第三話「裸」

 その夜、アルは宿屋に泊まった。この宿屋は、ナーシアが孤児としてこの村を訪れてから世話になっている家でもあるらしく、二人は一つ屋根の下で眠ることとなった。のみならず、隣同士のベッドで、手を繋いで眠った。ナーシアが無言の内にせがんだのだ。


 とはいえ、アルには恥ずかしがったり、浮かれたりする余裕はなかった。ナーシアは怯えきっていたし、同じ屋根の下で、情け容赦のない恐るべき三人の騎士も眠っていたからだ。


 そんなわけで、アルの眠りは浅かった。そしてまた、あの白い深海に漂っているかのような、始まりも果てもない夢を見た。


 翌朝、アルは鐘の音で目を覚ました。隣のベッドは空だったが、アルの手には、かすかに温もりが残っていた。アルはその手を握り締めると、のそのそとベッドから這い出た。


「ゆめゆめ、備えをおこたるでないぞ」


 食堂へ行くと、三人の騎士が出立するところだった。羽飾りの騎士は、ベイマンに念を押しているところだったが、アルに気が付くと、にやにやしながら――目は笑っていなかったし、口の端はやや引きつっていたが――言った。


「よい身分だな? 昨夜は楽しんだか?」


 しかし、アルが寝ぼけまなこをこすって尚、きょとんとしているので、興を削がれたらしく、舌打ちをすると、


「せいぜい、今を楽しんでおれ。

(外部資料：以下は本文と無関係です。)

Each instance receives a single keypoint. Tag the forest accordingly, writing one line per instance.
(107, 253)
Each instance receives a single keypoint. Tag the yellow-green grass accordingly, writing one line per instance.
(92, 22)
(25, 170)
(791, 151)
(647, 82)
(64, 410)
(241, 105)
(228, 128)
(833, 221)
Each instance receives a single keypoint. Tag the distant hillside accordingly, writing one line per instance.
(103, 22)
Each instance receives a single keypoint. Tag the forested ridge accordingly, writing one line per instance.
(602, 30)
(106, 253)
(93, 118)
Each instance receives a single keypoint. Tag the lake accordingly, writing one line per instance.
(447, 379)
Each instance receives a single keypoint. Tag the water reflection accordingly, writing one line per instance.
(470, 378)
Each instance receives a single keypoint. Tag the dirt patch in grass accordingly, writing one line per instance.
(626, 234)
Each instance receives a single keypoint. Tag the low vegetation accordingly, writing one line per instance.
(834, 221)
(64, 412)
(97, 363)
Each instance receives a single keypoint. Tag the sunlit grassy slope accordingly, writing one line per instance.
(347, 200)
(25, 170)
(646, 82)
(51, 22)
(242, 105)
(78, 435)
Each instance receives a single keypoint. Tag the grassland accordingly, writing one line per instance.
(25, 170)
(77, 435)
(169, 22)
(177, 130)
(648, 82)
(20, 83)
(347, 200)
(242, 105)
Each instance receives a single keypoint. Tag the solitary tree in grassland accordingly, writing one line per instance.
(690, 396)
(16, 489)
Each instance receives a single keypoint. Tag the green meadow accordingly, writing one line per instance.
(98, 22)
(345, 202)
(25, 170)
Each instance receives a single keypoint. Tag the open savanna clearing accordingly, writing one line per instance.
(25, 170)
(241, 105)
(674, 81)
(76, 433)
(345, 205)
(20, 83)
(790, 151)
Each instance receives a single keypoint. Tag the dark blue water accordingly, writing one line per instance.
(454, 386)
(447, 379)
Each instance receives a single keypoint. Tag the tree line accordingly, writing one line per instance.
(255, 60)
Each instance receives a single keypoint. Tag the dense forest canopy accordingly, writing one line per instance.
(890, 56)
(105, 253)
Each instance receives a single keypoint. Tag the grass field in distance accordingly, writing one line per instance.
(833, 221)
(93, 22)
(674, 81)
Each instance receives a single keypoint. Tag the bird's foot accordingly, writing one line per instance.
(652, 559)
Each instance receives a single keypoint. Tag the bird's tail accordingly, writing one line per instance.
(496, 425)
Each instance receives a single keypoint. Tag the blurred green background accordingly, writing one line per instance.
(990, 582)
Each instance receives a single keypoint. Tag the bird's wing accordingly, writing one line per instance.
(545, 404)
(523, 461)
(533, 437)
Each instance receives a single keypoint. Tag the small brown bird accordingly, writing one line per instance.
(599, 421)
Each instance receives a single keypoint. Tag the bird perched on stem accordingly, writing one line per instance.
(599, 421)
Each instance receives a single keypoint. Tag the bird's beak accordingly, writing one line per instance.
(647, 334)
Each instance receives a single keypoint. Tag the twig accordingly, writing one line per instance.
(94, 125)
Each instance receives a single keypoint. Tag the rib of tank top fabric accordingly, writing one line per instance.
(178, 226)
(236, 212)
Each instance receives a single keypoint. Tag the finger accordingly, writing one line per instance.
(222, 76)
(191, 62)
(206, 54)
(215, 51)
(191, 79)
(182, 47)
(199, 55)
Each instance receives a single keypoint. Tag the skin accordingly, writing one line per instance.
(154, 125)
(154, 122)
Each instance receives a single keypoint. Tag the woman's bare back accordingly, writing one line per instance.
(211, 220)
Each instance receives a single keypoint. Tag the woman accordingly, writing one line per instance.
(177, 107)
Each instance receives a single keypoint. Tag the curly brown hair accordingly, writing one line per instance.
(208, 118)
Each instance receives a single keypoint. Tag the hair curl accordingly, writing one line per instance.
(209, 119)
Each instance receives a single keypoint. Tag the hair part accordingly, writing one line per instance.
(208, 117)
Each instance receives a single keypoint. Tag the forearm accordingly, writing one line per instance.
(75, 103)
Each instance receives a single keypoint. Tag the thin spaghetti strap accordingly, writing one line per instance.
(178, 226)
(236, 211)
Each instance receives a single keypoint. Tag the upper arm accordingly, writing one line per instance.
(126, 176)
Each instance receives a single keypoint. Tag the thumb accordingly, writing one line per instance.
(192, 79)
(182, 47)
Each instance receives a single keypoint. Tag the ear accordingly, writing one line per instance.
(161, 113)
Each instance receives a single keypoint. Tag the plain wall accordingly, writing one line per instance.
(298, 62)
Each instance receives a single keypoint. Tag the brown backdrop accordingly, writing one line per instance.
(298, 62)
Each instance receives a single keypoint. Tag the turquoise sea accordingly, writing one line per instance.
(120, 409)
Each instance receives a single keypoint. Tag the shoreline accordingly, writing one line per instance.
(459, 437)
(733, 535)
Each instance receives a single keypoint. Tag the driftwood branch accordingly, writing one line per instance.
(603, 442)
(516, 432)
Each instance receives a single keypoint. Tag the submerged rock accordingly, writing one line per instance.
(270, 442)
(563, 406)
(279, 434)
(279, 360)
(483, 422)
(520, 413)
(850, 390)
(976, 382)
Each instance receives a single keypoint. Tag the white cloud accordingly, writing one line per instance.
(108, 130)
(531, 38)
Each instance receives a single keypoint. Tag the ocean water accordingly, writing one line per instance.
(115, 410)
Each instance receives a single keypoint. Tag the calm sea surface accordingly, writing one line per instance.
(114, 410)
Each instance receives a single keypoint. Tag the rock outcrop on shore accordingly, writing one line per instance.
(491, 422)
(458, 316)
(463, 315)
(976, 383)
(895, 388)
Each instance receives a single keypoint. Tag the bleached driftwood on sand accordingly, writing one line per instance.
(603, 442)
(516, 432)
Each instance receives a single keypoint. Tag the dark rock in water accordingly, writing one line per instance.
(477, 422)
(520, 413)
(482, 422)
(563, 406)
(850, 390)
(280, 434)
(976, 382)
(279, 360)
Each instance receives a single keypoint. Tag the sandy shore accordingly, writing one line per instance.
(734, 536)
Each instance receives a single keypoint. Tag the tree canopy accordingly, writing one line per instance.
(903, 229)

こやつらの申し開きと、女に助けられたきさまの情けなさに免じて、魔法使いの容疑は晴れたということにしてくれよう。だが、昨晩申したとおり、きさまの不審に変わりはない。きさまの処遇については追って沙汰さたするゆえ、それまではタンムースのために、陛下のために働き、少しでも心証をよくしておくがいい」


 と、憎まれ口と忠告がないまぜになった捨て台詞を吐き、宿屋から出ていった。ほどなくして、馬のいななきと蹄が地を穿つ音が聞こえ、やがて遠ざかっていった。


「……あの人たちは?」

「陛下直轄の流星騎士団だよ。ああして村を駆け回って、沙汰を下しておるんだ」


 アルの問いに、ベイマンは溜め息をつきながら答え、続けた。


「すまんな、アル。嫌な奴らだが、あれでも頼りにはなるんだ。ああ見えて、不正や横領の噂も聞かないし……」

「今回は頼りにゃなんねーけどな。その癖、偉そうにしやがって……」


 悪態をつきながら扉を開けたのは、リンドである。矢筒を背負い、クロスボウを肩に担いでいる。足元では、犬が律動的に白い息を吐いている。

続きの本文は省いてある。